Electric Cars Ramping Up in Virginia
With the Chevy Volt officially rolling and other all-electric cars in the pipeline, the official estimate is that over 85,000 electric vehicles will be on Virginia’s roads by 2020 — less than a decade from now.
News today that the powerful State Corporation Commission — which in Virginia covers utilities as well as a vast array of other corporate business — will be considering a proposal from Dominion Power for a pilot pricing program for residential customers who own or lease plug-in electric vehicles.
The proposed program would offer different pricing for different times of day, allowing the utility to offer reduced rates to drivers charging plug-in cars overnight, offset by higher rates during peak usage times.
It’s an important issue. The incoming wave of electric cars, if not managed correctly, could impose stresses on our charging infrastructure. If we do it right, however, we could create a rate structure that becomes second-nature to a new generation of electric drivers, who will plan their days to charge their cars at night. On the other hand, Dominion — and the SCC — need to be careful not to raise rates so much during peak times that charging an electric cars becomes prohibitive.
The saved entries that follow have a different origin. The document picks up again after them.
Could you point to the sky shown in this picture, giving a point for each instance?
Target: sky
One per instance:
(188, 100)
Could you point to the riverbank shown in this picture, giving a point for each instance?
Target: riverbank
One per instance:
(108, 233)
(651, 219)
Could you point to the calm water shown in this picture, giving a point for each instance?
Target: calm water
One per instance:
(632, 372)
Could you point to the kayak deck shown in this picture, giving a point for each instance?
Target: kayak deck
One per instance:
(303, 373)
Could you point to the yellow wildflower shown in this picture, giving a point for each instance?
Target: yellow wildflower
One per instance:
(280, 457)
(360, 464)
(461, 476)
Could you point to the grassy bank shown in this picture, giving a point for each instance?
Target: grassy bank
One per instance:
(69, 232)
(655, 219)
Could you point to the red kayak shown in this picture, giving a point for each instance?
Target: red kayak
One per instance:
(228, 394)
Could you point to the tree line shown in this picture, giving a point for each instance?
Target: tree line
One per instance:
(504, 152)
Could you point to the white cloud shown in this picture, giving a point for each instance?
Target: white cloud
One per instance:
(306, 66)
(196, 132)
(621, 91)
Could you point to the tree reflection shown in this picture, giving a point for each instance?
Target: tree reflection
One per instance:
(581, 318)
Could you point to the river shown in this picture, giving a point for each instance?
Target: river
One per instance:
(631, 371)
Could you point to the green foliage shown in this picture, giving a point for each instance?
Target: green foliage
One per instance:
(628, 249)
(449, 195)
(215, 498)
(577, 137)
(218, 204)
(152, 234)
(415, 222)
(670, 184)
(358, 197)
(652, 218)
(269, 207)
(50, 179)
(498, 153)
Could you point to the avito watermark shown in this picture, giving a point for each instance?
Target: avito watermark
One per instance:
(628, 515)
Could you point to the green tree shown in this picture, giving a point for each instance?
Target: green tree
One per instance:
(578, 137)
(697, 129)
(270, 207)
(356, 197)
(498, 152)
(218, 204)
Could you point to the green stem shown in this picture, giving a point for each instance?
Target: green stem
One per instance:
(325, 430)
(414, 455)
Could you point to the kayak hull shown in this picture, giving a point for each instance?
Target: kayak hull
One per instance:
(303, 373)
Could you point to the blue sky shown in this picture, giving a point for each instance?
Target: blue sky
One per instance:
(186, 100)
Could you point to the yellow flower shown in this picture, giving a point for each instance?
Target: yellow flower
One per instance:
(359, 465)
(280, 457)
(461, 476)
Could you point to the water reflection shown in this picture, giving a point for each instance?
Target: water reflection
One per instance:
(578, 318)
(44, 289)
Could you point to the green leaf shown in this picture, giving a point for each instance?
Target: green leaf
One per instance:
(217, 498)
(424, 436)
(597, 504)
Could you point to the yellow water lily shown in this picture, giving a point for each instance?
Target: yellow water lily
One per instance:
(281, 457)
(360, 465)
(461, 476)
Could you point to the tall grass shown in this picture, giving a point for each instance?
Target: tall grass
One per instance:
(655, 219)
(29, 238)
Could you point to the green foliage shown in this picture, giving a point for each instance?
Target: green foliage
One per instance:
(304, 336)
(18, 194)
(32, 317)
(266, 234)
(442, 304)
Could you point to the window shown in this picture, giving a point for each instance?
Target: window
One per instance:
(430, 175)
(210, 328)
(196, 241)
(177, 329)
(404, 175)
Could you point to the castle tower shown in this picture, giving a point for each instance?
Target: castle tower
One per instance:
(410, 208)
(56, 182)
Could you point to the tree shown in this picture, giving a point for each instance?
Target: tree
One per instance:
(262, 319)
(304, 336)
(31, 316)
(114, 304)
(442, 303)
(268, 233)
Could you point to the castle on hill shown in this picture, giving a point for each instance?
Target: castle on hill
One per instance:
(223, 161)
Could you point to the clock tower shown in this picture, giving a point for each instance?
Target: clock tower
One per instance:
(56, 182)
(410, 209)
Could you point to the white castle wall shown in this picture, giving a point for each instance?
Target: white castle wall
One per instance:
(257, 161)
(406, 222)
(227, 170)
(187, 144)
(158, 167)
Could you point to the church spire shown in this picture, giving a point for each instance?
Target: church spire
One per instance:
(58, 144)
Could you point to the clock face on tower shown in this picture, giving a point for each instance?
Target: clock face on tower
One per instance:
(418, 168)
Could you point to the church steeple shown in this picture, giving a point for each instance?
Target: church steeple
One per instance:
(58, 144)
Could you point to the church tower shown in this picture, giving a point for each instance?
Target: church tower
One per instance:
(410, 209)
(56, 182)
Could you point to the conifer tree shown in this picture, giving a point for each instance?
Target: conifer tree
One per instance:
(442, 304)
Alongside this are the new technology-intensive companies that will pay a role in helping drivers manage their energy use and achieve greater efficiencies — there will be many new companies that provide software, in-car computers, and smartphone apps that help manage electric cars.
Almost 100,000 electric cars in Virginia will be an exciting, brave new world — and our power suppliers, and the government that regulates them, should take a balanced approach that encourages industry while managing the increased impact on our grid, and encouraging the new industry that will help Virginia’s electric drivers drive — and charge — smart.